ただ、欧州についてだが、かつての日本でそうであったように、マネーサプライを増やしても、国債と日銀の間で、ドッジボールが行われるだけであり、金を刷っても、それが市場に広がらない、という問題があったそうで、だからマネーサプライは意味がない、というのは、それなりに説得力がある。厳密に言うとクルーグマンのインフレターゲットは、マネーサプライの増加だけでなく、「あらゆる手段を使うこと」を言っているが、まあ、それはさておき、金を刷っても広まらない、というのは、科学的な批判であり、ではどうするか、というのはちょっと考える。リチャード・クーが、財政政策を主張している理由は、まさにそこにある。ただ、ただ、個人的には、ちょっと引っかかり、財政出動というのは、借金をしてある意味無駄に出費するわけだから、見た目の印象が悪く、さらに、国の借金は、今の日本でまさにそうであるように残ることになり、なんとなく説得力に欠ける、いいかえると、経済の回復にとって大事な、人々の期待、には、いい影響を及ぼさない。小泉さんの「構造改革」は経済的に妥当な処方箋だと思わないが、そこになんとなく説得力があるのは、そうした理由による。


ここでまず思うのは、政策技術として、刷った金が、そのまま市場に出回るような経路はないのか、ということ。例えば、振興券、とか給付金、とか、一見するとバカっぽく見えるのだが、そういう経済技術的な合理性がそれなりにある。あと、もうひとつは、ドッジボールになる原因は、要は、市場に資金需要がない、いいかえると、将来に希望が持てない、ということであるのだから、政府のような機関が、「傾斜生産」をやって、未来の世界にとって重要な産業に投資する、ということなどよいのだろうと思う。例えば、今はやりのクリーンエネルギーの開発でもいいし、保育所の整備などの新しい社会への対応などでもよい。昔枝野さんが、言っていたが、田中角栄の道路整理は、当時の時代状況からすれば正しいことであり、例えば、子育て支援とか、というのは機能としてこれと同じであり、こうした「構造変換」のために、一時的に出費するのは、やむを得ないことだ、といっていたが、こうした意見には、100%賛成だった。僕は民主党支持ではないんだが、このあたりの当時の民主党の主張には、賛成で、たしかに、コンクリートに投資するより、保育所に年した方が合理性があると思うし、その方が、出生率も増加するだろうし、もっと言うと、人々の期待にポジティブな影響を与える。民主党は、せっかく政権を取ったのだから、何でこうした政策をとらないのか、理解できない。
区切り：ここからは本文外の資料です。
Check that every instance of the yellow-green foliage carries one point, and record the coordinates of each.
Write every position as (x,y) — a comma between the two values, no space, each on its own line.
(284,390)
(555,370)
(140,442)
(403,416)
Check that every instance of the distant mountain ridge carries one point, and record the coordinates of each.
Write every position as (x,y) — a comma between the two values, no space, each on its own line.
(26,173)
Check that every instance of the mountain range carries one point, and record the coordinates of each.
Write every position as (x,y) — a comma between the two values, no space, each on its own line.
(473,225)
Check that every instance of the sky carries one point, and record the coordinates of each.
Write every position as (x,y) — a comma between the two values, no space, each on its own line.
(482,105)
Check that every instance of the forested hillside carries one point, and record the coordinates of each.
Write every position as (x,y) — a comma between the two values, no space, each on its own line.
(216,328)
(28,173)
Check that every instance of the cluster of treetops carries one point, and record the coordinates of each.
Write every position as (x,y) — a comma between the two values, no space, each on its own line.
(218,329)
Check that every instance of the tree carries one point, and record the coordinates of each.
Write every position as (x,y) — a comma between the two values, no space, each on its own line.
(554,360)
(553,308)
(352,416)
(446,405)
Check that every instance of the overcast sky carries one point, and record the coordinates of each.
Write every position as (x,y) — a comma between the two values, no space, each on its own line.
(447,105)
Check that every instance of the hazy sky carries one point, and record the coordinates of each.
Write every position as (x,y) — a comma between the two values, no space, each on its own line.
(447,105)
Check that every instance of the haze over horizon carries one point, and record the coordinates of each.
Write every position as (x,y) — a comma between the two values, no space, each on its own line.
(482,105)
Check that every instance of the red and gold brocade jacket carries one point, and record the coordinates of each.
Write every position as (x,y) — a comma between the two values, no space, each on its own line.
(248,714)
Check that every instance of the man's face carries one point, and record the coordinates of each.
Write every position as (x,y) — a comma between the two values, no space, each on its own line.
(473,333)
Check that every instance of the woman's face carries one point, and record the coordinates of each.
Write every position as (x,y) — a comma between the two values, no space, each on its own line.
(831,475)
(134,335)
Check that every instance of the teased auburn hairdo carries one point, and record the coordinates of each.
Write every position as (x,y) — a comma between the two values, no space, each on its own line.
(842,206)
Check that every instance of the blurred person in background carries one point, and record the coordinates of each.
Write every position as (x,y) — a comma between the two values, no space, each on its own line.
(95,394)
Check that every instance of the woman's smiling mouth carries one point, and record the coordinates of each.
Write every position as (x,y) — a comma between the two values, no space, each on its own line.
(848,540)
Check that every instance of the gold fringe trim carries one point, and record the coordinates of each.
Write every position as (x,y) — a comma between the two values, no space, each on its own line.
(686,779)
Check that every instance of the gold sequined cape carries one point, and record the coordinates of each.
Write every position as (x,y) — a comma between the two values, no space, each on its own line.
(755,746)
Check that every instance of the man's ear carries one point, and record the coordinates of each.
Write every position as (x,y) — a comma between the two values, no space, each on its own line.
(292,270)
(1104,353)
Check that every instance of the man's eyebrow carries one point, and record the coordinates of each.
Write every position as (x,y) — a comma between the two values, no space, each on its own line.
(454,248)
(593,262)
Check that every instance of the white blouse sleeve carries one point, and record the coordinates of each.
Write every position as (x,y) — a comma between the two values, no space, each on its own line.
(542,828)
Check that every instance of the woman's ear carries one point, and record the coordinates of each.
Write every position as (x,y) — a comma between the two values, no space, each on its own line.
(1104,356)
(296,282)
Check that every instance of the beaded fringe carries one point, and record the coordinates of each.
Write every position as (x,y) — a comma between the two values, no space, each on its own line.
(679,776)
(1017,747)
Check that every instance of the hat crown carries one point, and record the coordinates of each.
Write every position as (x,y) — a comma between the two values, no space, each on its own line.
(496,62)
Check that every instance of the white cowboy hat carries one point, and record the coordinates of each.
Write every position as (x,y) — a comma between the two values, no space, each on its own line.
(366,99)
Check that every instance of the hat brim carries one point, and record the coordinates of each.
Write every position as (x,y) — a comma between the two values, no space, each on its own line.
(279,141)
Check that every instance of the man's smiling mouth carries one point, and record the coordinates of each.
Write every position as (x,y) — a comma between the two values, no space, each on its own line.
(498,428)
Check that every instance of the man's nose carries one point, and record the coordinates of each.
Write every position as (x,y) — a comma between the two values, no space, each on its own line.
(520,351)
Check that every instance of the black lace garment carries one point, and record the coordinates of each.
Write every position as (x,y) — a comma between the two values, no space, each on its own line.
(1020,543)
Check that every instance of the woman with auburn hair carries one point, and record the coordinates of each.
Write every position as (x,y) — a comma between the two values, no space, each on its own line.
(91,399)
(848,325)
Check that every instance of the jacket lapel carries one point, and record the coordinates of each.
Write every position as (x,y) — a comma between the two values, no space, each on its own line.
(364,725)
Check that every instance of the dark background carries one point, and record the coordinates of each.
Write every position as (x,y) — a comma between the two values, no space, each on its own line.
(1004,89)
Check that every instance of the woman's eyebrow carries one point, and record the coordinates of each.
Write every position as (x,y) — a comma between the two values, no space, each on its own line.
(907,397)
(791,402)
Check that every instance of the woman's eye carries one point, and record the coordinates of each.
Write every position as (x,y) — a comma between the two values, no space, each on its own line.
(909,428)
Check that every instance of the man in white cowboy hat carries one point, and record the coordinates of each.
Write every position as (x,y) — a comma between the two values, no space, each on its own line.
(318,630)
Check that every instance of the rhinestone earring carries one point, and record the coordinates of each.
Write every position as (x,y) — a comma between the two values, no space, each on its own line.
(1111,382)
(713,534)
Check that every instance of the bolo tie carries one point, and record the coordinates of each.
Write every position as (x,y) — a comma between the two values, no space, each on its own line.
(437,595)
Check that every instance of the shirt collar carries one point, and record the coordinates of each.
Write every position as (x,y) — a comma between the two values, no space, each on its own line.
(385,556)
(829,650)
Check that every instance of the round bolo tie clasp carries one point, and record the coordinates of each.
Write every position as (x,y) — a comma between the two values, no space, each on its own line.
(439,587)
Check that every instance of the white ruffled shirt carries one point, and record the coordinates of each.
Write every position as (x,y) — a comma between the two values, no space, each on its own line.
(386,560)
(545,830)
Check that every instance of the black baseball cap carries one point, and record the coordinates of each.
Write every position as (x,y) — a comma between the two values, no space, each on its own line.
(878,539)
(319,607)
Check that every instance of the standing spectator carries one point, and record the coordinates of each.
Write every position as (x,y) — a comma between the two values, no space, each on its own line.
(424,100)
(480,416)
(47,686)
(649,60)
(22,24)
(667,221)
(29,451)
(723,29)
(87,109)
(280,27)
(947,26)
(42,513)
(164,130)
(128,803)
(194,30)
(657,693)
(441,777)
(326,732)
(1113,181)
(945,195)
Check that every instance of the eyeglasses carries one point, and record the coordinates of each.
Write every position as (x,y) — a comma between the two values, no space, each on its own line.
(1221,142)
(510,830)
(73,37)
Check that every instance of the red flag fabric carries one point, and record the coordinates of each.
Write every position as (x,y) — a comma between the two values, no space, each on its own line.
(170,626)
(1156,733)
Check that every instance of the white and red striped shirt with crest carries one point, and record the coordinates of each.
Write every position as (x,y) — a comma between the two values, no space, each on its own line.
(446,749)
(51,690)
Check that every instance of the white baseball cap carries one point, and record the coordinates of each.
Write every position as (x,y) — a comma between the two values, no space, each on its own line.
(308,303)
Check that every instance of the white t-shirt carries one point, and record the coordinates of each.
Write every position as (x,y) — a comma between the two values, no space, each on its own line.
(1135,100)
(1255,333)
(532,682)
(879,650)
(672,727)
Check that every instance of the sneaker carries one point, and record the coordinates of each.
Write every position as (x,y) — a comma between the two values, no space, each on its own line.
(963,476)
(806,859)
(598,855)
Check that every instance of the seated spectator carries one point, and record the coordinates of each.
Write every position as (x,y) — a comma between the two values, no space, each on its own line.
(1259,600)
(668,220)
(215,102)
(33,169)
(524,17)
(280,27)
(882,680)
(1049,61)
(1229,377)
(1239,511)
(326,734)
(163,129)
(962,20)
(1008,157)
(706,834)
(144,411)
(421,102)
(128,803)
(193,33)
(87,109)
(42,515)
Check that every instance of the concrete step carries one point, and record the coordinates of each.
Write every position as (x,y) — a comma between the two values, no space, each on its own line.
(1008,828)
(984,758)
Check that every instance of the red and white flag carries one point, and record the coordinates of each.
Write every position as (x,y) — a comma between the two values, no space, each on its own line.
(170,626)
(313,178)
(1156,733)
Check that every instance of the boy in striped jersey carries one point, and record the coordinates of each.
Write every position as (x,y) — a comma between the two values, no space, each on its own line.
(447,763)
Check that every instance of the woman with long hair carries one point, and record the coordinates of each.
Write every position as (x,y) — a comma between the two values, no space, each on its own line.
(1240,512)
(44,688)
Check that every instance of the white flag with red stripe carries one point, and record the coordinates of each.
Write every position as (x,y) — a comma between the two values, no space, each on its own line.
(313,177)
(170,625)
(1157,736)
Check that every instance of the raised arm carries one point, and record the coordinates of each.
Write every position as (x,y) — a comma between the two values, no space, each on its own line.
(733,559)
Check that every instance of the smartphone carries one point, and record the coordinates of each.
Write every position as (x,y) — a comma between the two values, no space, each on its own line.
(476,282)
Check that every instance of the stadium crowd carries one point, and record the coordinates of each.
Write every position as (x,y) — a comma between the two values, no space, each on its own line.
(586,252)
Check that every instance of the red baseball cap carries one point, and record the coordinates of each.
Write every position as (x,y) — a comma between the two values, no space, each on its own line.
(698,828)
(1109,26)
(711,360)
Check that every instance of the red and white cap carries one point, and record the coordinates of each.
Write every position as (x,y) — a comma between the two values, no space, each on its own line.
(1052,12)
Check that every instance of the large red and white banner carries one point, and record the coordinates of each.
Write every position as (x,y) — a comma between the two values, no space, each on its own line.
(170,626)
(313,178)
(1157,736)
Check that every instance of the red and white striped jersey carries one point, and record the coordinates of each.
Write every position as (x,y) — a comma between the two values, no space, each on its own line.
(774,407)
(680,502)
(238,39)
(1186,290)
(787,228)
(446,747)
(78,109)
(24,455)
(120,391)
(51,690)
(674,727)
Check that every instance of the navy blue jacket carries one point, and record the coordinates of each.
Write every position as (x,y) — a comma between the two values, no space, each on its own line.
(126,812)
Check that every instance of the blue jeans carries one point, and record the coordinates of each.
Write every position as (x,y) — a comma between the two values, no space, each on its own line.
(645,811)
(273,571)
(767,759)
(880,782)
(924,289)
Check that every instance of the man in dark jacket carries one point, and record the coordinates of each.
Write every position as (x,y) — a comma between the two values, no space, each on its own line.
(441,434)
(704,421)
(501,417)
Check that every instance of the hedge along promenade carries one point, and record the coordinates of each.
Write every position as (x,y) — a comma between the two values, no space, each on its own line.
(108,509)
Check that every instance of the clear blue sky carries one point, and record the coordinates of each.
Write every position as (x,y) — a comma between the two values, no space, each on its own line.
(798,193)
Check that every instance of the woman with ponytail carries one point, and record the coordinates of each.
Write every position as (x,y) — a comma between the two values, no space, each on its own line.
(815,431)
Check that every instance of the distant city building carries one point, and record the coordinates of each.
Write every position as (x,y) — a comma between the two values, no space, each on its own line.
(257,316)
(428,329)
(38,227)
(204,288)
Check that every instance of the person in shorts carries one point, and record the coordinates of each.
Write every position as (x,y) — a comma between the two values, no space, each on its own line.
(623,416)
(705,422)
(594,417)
ともかく思うのは、市場に出回るマネーの量を増やすのは、政策の工夫で可能ではないかと思われ、また、財政・金融政策ともに、集団なのだから、これらは、組み合わせてこそ初めて威力を発揮するもんだと思う。


ついでにいうと、今アメリカでは、マネーサプライをいわゆるじゃぶじゃぶにし、金利もしばらく低く据え置く、という露骨な金融緩和なんだから、日本も同じようにしないと、どんどん円高になっちゃうので、負けずにどんどん金融緩和すべきだろう。そこで刷ったクーポン券で、原油など買えばよい。


ただ、ギリシア、イタリア、スペイン、あたりの緊縮財政については、直感的にだが、どこか説得的な雰囲気もある。というのは、要は、これらの国の名前をきいて、はっきりいって、いかにも今まで楽をしてきた怠け者、という印象があるからで、マクロ経済云々抜きに、直感、もう少ししっかりしてもらった方が長期的にはよいのでは、という感じもする。アジア通貨危機の後の、アジア諸国の状況などが参考になるだろうが、ちょっとここは調べてない。このへん最終的にどう転ぶか興味場ある。


そういえば、アメリカは、景気は欧州と比べ比較的回復しているらしい。欧州が世界経済を悪化させる、とか言っているが、アメリカと日本は思ったより影響少なく、中国や韓国の方が影響は大きいと思う。というのは、アメリカと日本は貿易依存度がかなり低い国の方であるから、欧州の影響なんてそんなに受けない。欧州が危機だから、日本もやばい、とか思う必要はなく、むしろ、欧州の調子が悪いうちに、日本は攻勢に出るべきだろうと思う。あまり、世の中暗い等といってもしょうがない。今の状況は、日米欧の比較で言うと、日本が一番まともなのだから、比較で言うと最も有利なのである。厳しい国際経済の中では、人の不幸は、比較で言うと我が優位である。日本に必要なのは、勇気や自信なのだから、そう考えるのも、ある程度許されると思う。